Publication information
- Publisher: DC Comics
- First appearance: Wonder Woman (vol. 4) #13 (December 2012)
- Created by: Brian Azzarello Cliff Chiang

In-story information
- Abilities: Immortality; Superhuman strength and durability; Linguistic absorption;

= First Born (comics) =

DC Comics supervillain

The First Born is a supervillain appearing in American comic books published by DC Comics, the firstborn son of Zeus and Hera, and the half-brother of the superhero Wonder Woman. He is commonly depicted as an adversary of Wonder Woman. Created by Brian Azzarello and Cliff Chiang, the character first appeared in Wonder Woman (vol. 4) #13 (December 2012).

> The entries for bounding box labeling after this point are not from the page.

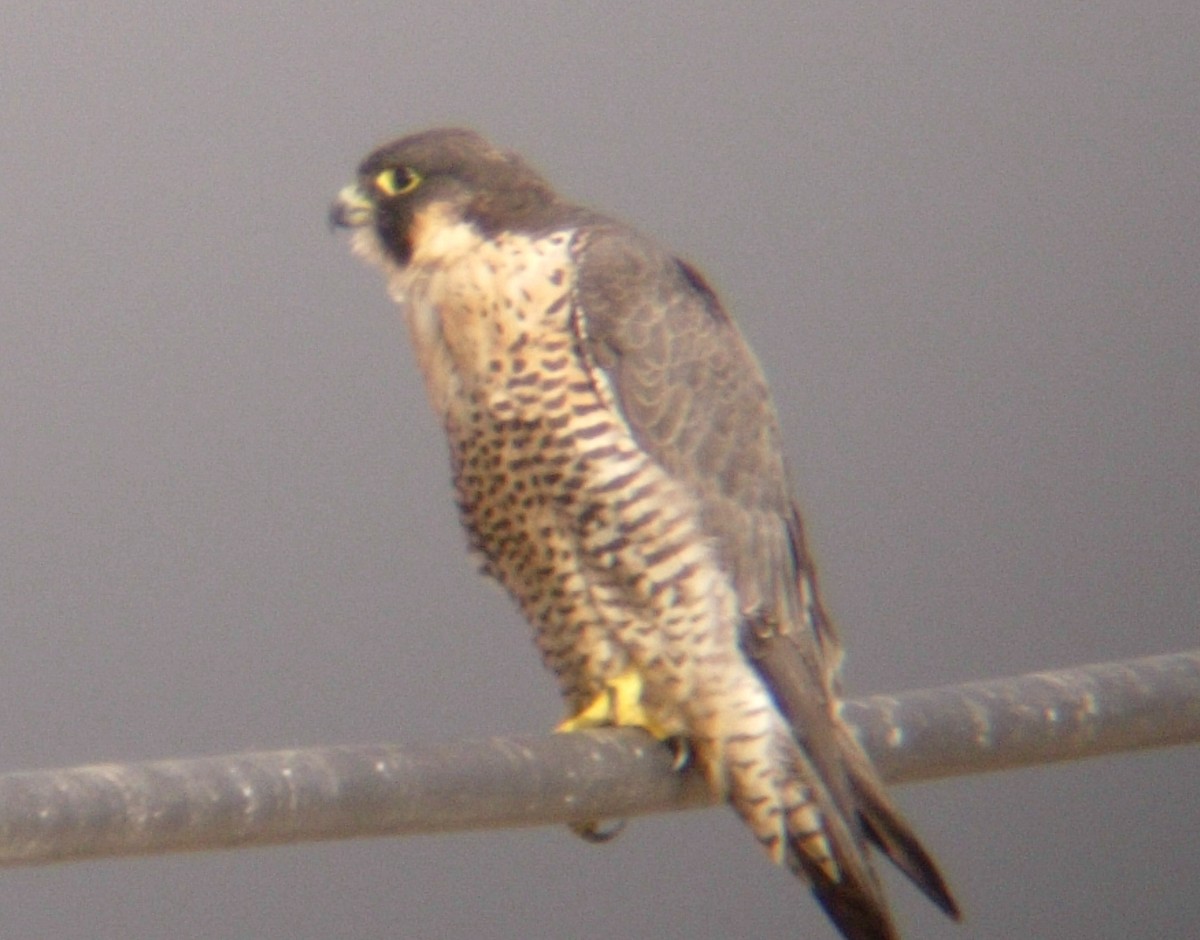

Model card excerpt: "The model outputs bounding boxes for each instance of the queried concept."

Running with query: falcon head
[329,128,575,269]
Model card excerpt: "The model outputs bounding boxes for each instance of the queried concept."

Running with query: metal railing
[0,649,1200,866]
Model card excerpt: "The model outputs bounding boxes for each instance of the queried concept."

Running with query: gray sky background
[0,0,1200,940]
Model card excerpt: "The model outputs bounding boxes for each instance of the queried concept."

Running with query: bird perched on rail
[330,130,958,940]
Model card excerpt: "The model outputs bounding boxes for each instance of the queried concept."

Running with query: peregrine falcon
[330,130,958,940]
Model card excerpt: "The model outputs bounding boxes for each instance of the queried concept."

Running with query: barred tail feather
[839,725,961,921]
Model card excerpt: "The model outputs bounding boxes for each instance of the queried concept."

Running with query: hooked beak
[329,184,374,228]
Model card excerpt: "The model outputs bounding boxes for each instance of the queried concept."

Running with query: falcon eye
[374,167,421,198]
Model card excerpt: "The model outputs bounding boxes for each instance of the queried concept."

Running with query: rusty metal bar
[0,649,1200,866]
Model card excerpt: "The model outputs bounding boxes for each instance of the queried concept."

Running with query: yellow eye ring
[374,167,421,197]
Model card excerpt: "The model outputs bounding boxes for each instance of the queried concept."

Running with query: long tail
[730,633,959,940]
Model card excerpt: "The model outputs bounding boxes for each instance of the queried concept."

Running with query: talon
[571,819,625,845]
[666,735,691,773]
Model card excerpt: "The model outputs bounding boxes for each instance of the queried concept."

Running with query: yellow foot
[554,666,676,741]
[554,666,689,843]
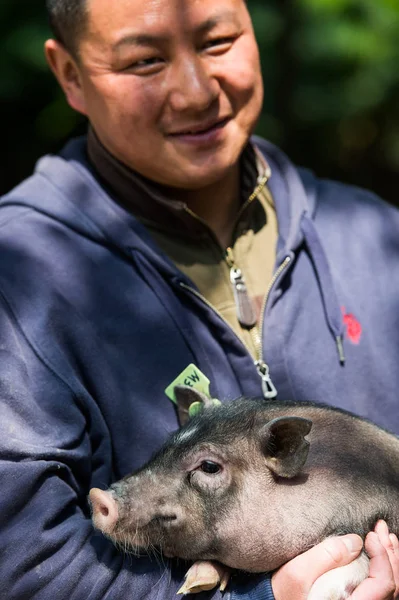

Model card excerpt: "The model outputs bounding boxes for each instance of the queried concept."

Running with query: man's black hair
[46,0,87,56]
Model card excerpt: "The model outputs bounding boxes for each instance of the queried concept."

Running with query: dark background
[0,0,399,205]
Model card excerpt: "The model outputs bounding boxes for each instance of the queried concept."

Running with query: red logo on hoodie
[342,306,362,344]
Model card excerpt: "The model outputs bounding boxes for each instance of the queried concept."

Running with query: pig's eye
[199,460,220,475]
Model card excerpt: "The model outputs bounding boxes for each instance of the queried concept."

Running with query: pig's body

==Fictional character biography==
The First Born is the son of Zeus and Hera. On the day of his birth, Zeus had a witch foretell his future. She predicted that Mount Olympus would have been under his sole absolute control, with death and destruction in his wake. The witch was told to kill the baby to prevent this future, but decided to spare his life and abandoned him in Africa with a slim chance to survive. However, the First Born was taken in and raised by a pack of hyenas. Despite never meeting any humans before he reached manhood, the First Born knew he was the son of Zeus and tried to gain his attention without success by performing feats of strength and savagery. The First Born attacked Mount Olympus, but was subdued by Zeus and buried in Earth's core.

Ever since then, the First Born has been clawing his way out of the Earth, which took over seven thousand years. All knowledge of his existence was erased from history by Zeus, the only account of his story being tattooed across the mummified body of the witch who spared him. The First Born emerges from ice in Antarctica soon after Apollo takes over the throne of Olympus.

==Powers and abilities==
As an Olympian god, the First Born possesses sufficient superhuman strength, speed and invulnerability to challenge the likes of Wonder Woman and Orion. After surviving blows from Orion and Wonder Woman, he was able to pry open a Boom Tube and hold it open for an extended period of time. Despite his extraordinary physical power, First Born uses his divine genius to manipulate or control lesser beings, like his hyena-men, preferring only to engage in direct confrontations with equals or other gods.

Among the First Born's array of godly powers is his telepathic ability to communicate with wildlife, particularly his hyena companions. He has also displayed his telepathic abilities by sensing the berserker rage in Wonder Woman and goading her into a fight with him.